ByteDance Rival Turns Profitable in China as Cost Cuts Kick In

Kuaishou Technology turned profitable at home after revenue beat estimates, defying China’s worsening economic malaise and competition against TikTok-owner ByteDance Ltd.

(Bloomberg) — Kuaishou Technology turned profitable at home after revenue beat estimates, defying China’s worsening economic malaise and competition against TikTok-owner ByteDance Ltd.

Revenue rose to 21.7 billion yuan ($3.2 billion) for the three months ended June, compared with an average projection for 20.7 billion yuan.

Its global net loss came in at 3.18 billion yuan, versus a 5.1 billion yuan estimated loss.

China’s second-largest short-video company has joined its peers in embracing a new era of cautious expansion in the country’s giant internet sector.

The industry’s Big Two, Tencent Holdings Ltd. and Alibaba Group Holding Ltd., logged their first-ever quarterly revenue falls this month, after grappling with a deepening downturn in the world’s No.

2 economy, the product of a property slump and ad-hoc Covid lockdowns.

Kuaishou’s domestic business delivered an operating profit of 93.6 million yuan in the second quarter, ahead of management’s timeline for moving into the black.

Its overseas division now represents less than 1% of total sales, but more than half of total operating losses.

Read more: Tencent-Backed Giants Dive on $24 Billion Meituan Sale Talk

The company has shifted its focus to profitability over market-share by ramping up monetization while cutting cost — especially in global markets.

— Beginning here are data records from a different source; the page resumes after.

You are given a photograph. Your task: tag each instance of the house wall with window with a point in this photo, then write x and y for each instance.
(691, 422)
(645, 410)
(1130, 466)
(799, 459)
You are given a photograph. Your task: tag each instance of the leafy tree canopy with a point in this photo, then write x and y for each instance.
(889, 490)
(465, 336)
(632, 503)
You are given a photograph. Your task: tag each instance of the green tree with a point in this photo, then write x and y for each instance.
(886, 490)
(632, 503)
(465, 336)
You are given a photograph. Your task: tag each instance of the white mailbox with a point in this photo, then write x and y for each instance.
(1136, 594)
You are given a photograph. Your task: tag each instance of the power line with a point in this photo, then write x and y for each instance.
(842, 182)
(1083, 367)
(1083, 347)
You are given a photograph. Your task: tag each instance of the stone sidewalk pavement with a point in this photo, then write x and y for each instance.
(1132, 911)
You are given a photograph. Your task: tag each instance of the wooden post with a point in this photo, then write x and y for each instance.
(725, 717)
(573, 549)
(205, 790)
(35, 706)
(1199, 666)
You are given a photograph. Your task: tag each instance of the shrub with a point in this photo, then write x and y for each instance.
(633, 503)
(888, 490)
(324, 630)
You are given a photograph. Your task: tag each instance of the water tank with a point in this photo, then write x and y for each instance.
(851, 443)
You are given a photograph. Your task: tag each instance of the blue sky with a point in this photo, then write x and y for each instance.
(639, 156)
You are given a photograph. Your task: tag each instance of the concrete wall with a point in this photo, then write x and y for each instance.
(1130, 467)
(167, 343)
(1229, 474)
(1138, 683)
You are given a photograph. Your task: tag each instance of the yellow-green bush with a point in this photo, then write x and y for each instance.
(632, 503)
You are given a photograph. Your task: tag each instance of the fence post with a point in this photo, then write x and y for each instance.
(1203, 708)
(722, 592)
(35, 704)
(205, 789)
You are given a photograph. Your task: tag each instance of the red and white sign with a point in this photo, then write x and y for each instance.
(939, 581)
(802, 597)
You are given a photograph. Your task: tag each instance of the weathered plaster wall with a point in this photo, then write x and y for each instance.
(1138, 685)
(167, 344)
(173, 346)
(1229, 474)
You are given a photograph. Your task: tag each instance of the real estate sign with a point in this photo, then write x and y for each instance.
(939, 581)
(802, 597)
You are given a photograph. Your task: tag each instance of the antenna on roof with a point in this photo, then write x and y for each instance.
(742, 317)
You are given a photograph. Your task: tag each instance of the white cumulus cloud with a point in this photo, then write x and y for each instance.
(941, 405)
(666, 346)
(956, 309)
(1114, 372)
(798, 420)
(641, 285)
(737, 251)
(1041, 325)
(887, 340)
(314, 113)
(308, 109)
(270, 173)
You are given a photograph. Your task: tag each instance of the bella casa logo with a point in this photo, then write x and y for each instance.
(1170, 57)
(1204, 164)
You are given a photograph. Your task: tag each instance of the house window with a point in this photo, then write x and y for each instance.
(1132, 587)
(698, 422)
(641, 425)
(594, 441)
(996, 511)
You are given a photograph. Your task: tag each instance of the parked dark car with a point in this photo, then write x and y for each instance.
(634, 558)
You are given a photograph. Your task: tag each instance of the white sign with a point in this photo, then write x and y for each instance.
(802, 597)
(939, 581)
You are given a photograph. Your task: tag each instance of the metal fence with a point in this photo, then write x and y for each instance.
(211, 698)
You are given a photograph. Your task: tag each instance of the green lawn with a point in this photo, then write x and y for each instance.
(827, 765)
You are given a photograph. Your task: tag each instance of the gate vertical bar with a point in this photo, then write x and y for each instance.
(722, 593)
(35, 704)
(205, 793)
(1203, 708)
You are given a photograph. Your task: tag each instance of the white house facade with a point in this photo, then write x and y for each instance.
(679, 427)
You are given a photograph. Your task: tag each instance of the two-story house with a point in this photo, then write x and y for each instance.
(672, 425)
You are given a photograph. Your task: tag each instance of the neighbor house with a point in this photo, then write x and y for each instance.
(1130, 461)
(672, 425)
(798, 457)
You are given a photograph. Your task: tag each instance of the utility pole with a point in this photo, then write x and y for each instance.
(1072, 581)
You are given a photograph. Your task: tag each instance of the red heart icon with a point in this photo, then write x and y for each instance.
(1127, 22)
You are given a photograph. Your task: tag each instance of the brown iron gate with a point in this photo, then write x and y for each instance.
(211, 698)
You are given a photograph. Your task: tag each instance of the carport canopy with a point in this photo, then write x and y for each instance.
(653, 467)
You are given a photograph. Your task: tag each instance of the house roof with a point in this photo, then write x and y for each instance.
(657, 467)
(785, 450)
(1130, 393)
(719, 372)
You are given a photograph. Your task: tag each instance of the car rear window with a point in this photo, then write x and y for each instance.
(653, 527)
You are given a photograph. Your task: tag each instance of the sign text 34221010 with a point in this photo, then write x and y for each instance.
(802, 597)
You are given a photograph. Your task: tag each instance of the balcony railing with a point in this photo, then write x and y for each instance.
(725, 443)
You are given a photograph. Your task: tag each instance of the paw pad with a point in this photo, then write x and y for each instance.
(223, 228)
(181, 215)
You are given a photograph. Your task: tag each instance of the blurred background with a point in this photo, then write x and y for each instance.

Executives had said that Kuaishou’s domestic business should be in the black sometime in 2022 on an adjusted net income basis, which excludes one-off items like investment gains or losses.

In the wake of stricter rules on content and spending, Kuaishou is moving away from live-stream tipping to more lucrative businesses like e-commerce.

It has teamed up with food-delivery giant Meituan to let Kuaishou users access local services through download-free lite apps inside the short-video platform. But such efforts to expand its reach across China’s digital economy was countered last week by a similar tie-up between ByteDance and Alibaba.

In the longer run, Kuaishou is locked in a prolonged duel with ByteDance, whose viral hit Douyin continues to lure away users and advertisers from the broader Chinese social media sphere.

Tencent’s ubiquitous app WeChat is also closing the gap between the two front-runners in short videos, by serving more ads and content in its TikTok-style feed.

In August, Kuaishou announced changes to its top leadership by installing a 12-person management committee, including co-founder and chief executive officer Cheng Yixiao, chief financial officer Jin Bing, tech chief Chen Dingjia and other divisional leaders.